How vain, without the merit, is the name!1

At the end of October 2010, the Merit project made its cleaned-up version of the 2008 Research Assessment Exercise (RAE) data available through the project’s website. This data set includes names of the top researchers in the UK (Stephen Hawking, for example, Monica Grady or Brian Cox), with the titles of the materials that were submitted for assessment by their institutions. It seemed to be an ideal set of information for the Names Project to use, as the information includes institutional affiliations, which is not easy to track down from other data sources we’ve been investigating, such as the Zetoc table of contents data from the British Library.

Names records have now been generated for all of the individuals represented in the Merit data. This creates a core of nearly 47,000 disambiguated names of UK researchers for the project, associated with 158 institutions. As a result of the earlier work of the Merit project, the quality of the data was good. There were occasions where individuals had more than one identifier in the Merit data (when their work had been submitted by more than one institution), but these were successfully identified and merged in the disambiguation process.

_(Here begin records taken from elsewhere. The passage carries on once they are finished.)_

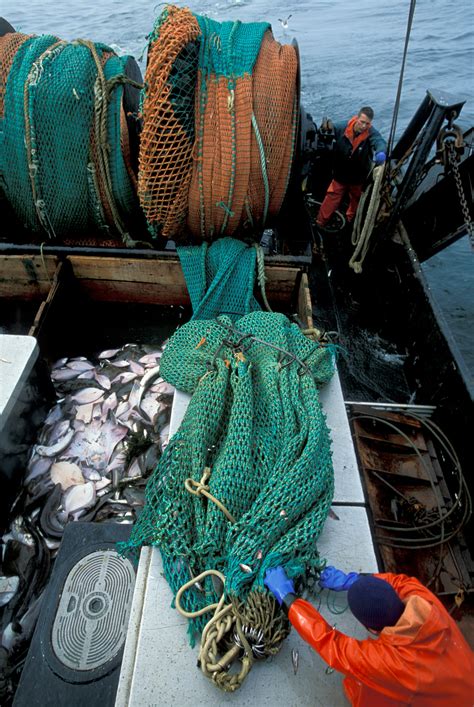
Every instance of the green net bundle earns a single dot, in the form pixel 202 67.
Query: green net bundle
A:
pixel 254 438
pixel 63 159
pixel 220 114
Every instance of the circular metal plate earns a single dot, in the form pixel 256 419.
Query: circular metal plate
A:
pixel 92 616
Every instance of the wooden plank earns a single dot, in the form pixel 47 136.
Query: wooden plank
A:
pixel 124 279
pixel 48 304
pixel 25 273
pixel 133 292
pixel 305 309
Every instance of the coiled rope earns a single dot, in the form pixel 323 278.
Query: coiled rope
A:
pixel 361 236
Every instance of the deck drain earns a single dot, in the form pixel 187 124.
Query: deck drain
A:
pixel 92 617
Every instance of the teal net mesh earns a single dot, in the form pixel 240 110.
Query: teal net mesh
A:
pixel 255 426
pixel 229 49
pixel 54 128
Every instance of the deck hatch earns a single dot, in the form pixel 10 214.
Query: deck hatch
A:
pixel 91 621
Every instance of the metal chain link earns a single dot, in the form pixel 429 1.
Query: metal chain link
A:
pixel 452 158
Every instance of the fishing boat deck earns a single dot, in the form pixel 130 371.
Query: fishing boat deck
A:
pixel 159 667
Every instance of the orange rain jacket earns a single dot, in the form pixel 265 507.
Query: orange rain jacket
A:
pixel 423 660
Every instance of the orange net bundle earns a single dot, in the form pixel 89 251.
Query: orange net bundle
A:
pixel 245 145
pixel 220 114
pixel 167 137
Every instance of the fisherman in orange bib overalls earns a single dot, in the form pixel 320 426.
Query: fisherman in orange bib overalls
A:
pixel 356 142
pixel 419 658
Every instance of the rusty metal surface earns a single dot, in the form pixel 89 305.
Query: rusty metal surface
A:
pixel 409 494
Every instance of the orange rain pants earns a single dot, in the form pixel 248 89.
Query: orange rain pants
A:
pixel 422 661
pixel 333 198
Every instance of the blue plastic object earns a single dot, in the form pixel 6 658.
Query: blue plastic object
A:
pixel 337 580
pixel 278 583
pixel 380 157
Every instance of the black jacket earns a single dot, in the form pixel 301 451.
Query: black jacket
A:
pixel 354 168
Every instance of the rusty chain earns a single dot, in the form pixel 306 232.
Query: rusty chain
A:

Our British Library colleagues’ quality assurance process identified only one case where the system wrongly suggested a match. There were two D. J. Siveters listed in the data, one at the University of Leicester, the other at the University of Oxford, both writing on the subject of palaeontology.  A little investigation revealed that these were in fact two distinct individuals: twin brothers (Derek and David) working in the same field who often co-author papers.  Perhaps these two form the ultimate test of any disambiguation mechanism?

The project team are intending to share the records generated by this process with colleagues working on the ISNI (International Standard Name Identifier) to see if they can identify matches with records in the ISNI data.